2022.01.14 【電子材料特集】各社の事業展開大陽日酸

澤木事業部長(右)と千葉部長

電子材料ガス
安定供給できる体制を構築

 大陽日酸は、半導体製造工程などで不可欠な電子材料ガスを供給する大手メーカー。多様なニーズに対応した電子材料ガスを豊富にぞろえ、国内4カ所の生産拠点体制で高品質な製品を安定供給する。最先端の顧客向けでは、R&D部門との連携により、新しい材料の開発・提案を継続的に進めている。

 同社電子機材ユニット電子機材ガス事業部の澤木実電子機材ガス事業部長と同営業部の千葉賢治部長は電子材料ガス事業の動向について、「2021年は年初から顧客の稼働率が高水準で推移し、当社の電子材料ガスも販売が増加した。メモリー、ロジック系ともに好調で、地域別でも各エリアが好調。半導体市況の活況により、今後も顧客の稼働が低下する兆しはなく、22年もしばらくは高水準の受注が続くとみている」と話す。同社の今年度の電子材料ガス販売量は前期比で15%前後の増加となる見込み。一方で、「原材料費高騰や物流ひっ迫の影響を受けている」という。
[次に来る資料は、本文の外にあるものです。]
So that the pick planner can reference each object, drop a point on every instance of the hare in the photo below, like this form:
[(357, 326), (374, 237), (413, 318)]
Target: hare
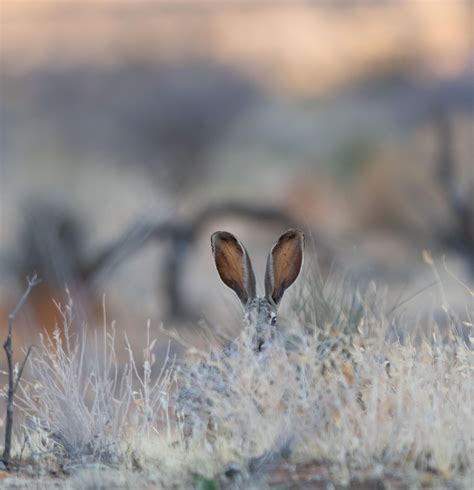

 同社の電子材料ガス事業では、グループ会社の大陽日酸JFPが国内4工場を展開。高品質のガスを安定供給できる体制を整備し、ユーザーから高い評価を得ている。さらに、海外製品を輸入し、大陽日酸JFPの技術力を活用して、品質確認を行いながら国内ユーザーの要求仕様に合わせたカスタマイズ供給などにも力を入れている。

 需要増に対応するため、日本、韓国、中国でジボランガス製造能力を23年末までに順次増強する。これにより半導体メーカーの需要増に応えるとともにグローバルサプライチェーンの強化を図る。「メモリーを中心とした半導体メーカーの設備投資意欲は旺盛で、国内での半導体新工場建設なども計画されているため、ユーザーに安定供給できる体制を構築する」。

 同社はSDGsの一環として、保安確保と資源の有効活用のため、特殊ガス容器早期返却促進活動を22年4月から強化する。容器中の特殊ガスには毒性や腐食性を有するものもあり、ユーザー側で容器を長期間放置すると事故につながる恐れもある。

 安全に使用してもらうため、販売後14カ月以上経過しても容器が返却されない場合は延滞料を徴収する。

 「特殊ガス容器は定期的な耐圧試験も義務化されている。延滞料金制度の改定によって、保安強化につなげる」としている。